How to Read a Sheet Label
What makes you love a particular piece of clothing: Is it comfort, or durability, or the fact that the material just feels great on your body? Maybe it’s all three. But even your favorite outfit doesn’t come close to getting as much direct, sustained contact with your skin as the bedding you sleep on every night. Sheets are like a garment you wear eight hours a day, every day, for a year or more. And risking a wardrobe malfunction means potentially sacrificing quality shuteye.
In fact, one survey by the National Sleep Foundation found that more than three-quarters of Americans felt that comfortable sheets and bedding were important to getting good rest. “It’s all about the experience,” says Terry Cralle, RN, a clinical sleep educator and Saatva sleep consultant. “We’re so much more focused on healthy sleep than we were even 10 years ago. People want to know more than just thread counts—they want to know if the material was sustainably made, whether it will wick away moisture and keep them cool at night, how many washes it will stand up to.”

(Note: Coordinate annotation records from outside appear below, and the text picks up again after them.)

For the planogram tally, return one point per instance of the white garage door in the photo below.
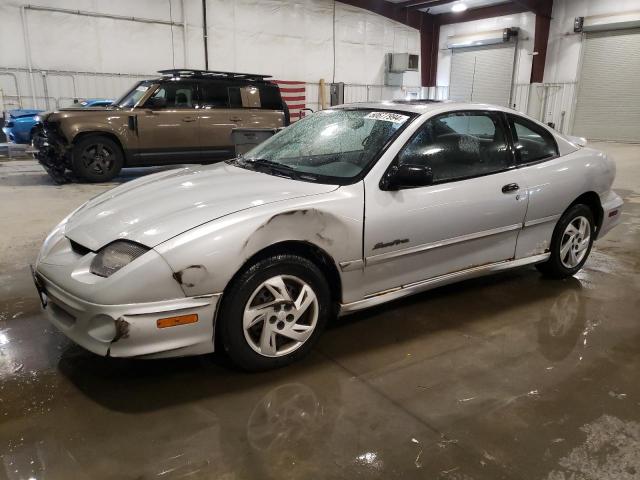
(608, 103)
(482, 74)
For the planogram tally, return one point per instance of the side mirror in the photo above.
(155, 103)
(407, 176)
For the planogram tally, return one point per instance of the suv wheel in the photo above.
(571, 243)
(274, 312)
(97, 159)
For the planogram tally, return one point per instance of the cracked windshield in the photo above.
(331, 143)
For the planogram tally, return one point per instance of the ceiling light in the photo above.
(458, 7)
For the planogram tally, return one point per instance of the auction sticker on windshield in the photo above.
(387, 117)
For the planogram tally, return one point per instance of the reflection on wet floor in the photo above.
(510, 376)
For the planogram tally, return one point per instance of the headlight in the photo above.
(115, 256)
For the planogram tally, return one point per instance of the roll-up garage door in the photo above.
(482, 74)
(608, 102)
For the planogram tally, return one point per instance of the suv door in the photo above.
(168, 127)
(469, 216)
(225, 106)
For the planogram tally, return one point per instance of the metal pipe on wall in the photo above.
(27, 51)
(204, 34)
(184, 36)
(85, 13)
(45, 88)
(15, 82)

How to buy sheets: common terms to know
If you’re looking for sheets you’ll love to curl up with night after night, these are the common label terms you need to know.
This number, signifying how many horizontal and vertical threads a sheet has per square inch, used to be king when it came to textile quality. No longer: Once manufacturers caught on to the power of thread count as a marketing tool, some began to artificially inflate those numbers. These days, thread count is just one of many considerations, including the quality of the yarn and the type of weave. For optimal comfort and coolness, the National Sleep Foundation recommends a thread count between 200 and 400. Too high a thread count, and the fabric doesn’t breathe as well, trapping body heat and making for a hotter sleep.
(Not sure what to do with your worn-out sheets? Here are 15 creative ways to use old sheets.)
Cotton is the most common material for bed sheets. Staple refers to the length of the cotton fiber. There are two main kinds of cotton: short staple (or American Upland) and long staple (Egyptian and Supima/Pima cotton are two kinds of long-staple cotton). Longer fibers tend to make a smoother, stronger, more durable fabric that is less prone to fraying and wrinkling. They’re also harder to grow and so command a higher price.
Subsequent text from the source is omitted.